After reading Crazy by Pete Early for my junior research paper topic, the more aware I became of the true horrors that mental illnesses unleash on individuals, their family, and the society. Mental illness can be terrifying beasts, waiting in the dark, jumping and attacking even the most innocent of victims. What I knew about mental illnesses before reading this book, wasn't even the half of it. In school they warn kids about bullying and the consequences it may leave on those being bullied. And almost everyone probably has lost someone they love or know of someone who has passed away because of suicide. But there is so much more to mental illnesses than just depression and bipolar disorder and anxiety. There are so many mentally ill people out there who are rejected by society. Some become so sick that even their family give up on them. Or those families who try to help often reach obstacles because of laws passed. For example; unless your loved one voluntarily agrees or has been proven to be dangerous to themselves or others, they can not be admitted to a hospital or anything similar for help. While there are some ways to bypass this, dong so is not easy. As a result, families are left helpless while their loved one are clearly fighting internal demons.
Countless mentally ill people go on and commit crimes (not intentionally, of course) because their illness gets so out of hand and then end up simply being thrown in jail instead of receiving help. From there, most get worse and face awful conditions. Because not all (barely any, in fact) jail workers receive special training for how to deal with mentally ill patients, most patients face beatings, inhumane treatment, and hateful attitudes from the workers. Convicted mentally ill people can waste away their whole lives in jail, simply waiting to be put on trial. And it is also not uncommon to see a mentally ill person live a cycle of being hospitalized, released, arrested, and hospitalized again for their entire lives. And all the meanwhile, society looks down on these people, doesn't try to help them, or doesn't even realise that there are people among us who need help.

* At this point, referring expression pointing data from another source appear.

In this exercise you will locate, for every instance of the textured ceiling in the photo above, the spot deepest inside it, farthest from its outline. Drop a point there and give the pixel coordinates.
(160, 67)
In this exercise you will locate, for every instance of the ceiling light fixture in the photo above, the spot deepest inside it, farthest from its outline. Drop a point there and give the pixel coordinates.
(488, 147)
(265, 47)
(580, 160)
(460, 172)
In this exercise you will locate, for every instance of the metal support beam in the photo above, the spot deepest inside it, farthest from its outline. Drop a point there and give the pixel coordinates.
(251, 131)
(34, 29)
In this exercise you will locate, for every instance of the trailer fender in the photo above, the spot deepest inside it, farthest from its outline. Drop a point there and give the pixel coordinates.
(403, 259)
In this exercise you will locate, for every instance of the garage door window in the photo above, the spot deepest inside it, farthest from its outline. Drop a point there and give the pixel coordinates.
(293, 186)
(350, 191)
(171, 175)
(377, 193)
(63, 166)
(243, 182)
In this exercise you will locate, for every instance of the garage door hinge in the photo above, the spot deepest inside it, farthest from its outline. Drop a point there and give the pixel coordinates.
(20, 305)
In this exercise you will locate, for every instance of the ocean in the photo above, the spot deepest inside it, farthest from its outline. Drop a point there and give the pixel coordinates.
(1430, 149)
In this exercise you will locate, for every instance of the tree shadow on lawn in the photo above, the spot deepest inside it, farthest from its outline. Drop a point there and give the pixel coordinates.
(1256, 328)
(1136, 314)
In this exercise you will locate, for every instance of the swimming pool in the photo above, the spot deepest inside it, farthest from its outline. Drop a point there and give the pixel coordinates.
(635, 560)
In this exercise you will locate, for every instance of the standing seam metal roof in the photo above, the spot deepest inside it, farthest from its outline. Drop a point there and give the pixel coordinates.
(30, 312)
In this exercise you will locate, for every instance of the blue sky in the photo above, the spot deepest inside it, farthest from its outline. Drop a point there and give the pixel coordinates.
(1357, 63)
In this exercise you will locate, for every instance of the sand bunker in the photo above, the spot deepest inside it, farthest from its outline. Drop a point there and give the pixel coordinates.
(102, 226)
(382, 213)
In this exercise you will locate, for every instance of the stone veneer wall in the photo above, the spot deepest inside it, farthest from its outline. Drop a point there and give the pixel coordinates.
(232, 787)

Think about the last time you encountered a homeless person on the street, rummaging through garbage, sleeping on a bench, etc.. What were your thoughts? Was is to avoid all contact with them, and hope that they don't see you walk by? Was is of curiosity, thinking of how that person ended up there? Was it disgust, thinking how could a person let themselves fall to that kind of lifestyle? Was your immediate thought "Oh they're probably just a junkie who got what they deserve"? Approximately one-third of homeless people are people with serious mental illnesses and that number is only growing. And to think that the majority of these people were at one time in their life "normal", healthy, and living in a home with a family that loves them. But here they are...suffering...fighting...and some...losing. Think about the stigma around mental illness today...many might say that no such thing exists, some might feel the effects of it from suffering loved ones, some might laugh at it and simply say that those people can get better if only they tried to help themselves. Where do you stand in this fight? Are you watching from the comfort of your couch, unaffected? Are you sitting on the sidelines, helpless? Or are you the fighter, struggling?